Irish Independent

It was really special to make my debut with Craig – Baird

- David Kelly

A FEW hours before the bus left, he read the text again. “You only get your first cap once. Just enjoy it!”

Ryan Baird then switched off his phone, finished his breakfast and continued to prepare for the most momentous day of his life.

And even though Baird forms the new breed of rugby player, hothoused in profession­alism, humanity still sparkled in the Roman sunshine.

Butterfly wings flapping defiantly in his belly as the oft-touted ‘process’, so roboticall­y observed by the modern-day profession­al, unfolds.

“You would be unhuman if you didn’t have a bit of nerves, like,” said Baird, who, a year ago, was scoring a hat-trick against Glasgow Warriors for Leinster before injury hampered his impressive progress.

“You are going to physically front up against an opposition so that is all part and parcel of it. Just the excitement, I tried to soak it all in.”

The text earlier in the week from Andy Skehan, his former coach and director of rugby at St Michael’s, allowed him to store up a reservoir of seemingly limitless calm.

Andy Farrell averred that he didn’t spy any nerves from him all week; nor indeed from Craig Casey, the scrum-half who won an U-20 Grand Slam alongside his friend; indeed, they first soldiered together at U-18s.
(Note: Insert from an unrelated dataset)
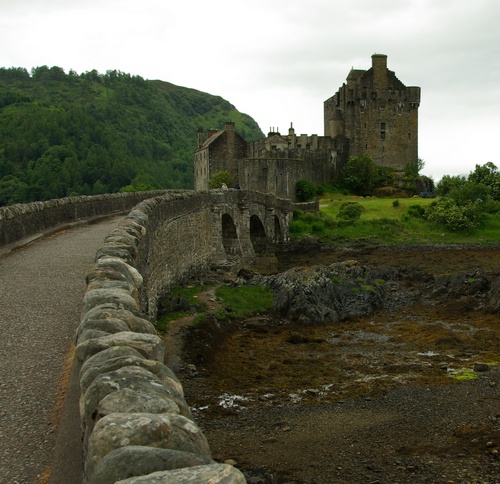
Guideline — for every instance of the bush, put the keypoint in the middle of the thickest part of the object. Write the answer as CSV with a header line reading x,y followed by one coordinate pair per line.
x,y
456,218
416,211
350,211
Sporting brothers in arms at the anthems.

Terrier

“We’re both pretty motivated fellas anyway,” says the tousle-haired terrier Casey; so young that another ex-Shannon man Alan Quinlan regaled a nation with the tale of how he once held him as a babe in arms.

“It’s pretty cool that we played against each other at U-18s, with each other at U-18s, with each other at U-20s, and obviously making our debuts today.

“To be on the same side and make your debut together.”

Baird nods in agreement.

“We stood beside each other for the anthems like I did with him in Wales when I made my debut for the 20s,” he explains. “So, it was really special, I really enjoyed making my debut with him.”

“I really just wanted to enjoy it, take it all in and not let it go too fast. By the time I got to the pitch I was ready so I really enjoyed the week.”

The only pity is that family and friends were absent. There will, presumably, be other sunny days for this exuberant pair, if Baird’s approach to things bears fruit.

“It’s just another game of rugby,” he says, summing up his ability to pack as much into the final quarter of his brief appearance as possible.

“You’ve just got to boil it back to what it was and treat it like that. Obviously there was a bit more to it with it being my first cap and all that. But when I got on the pitch it was like, ‘Right! This is what you do and then do it again!’”

It may take a while for this pair to stop.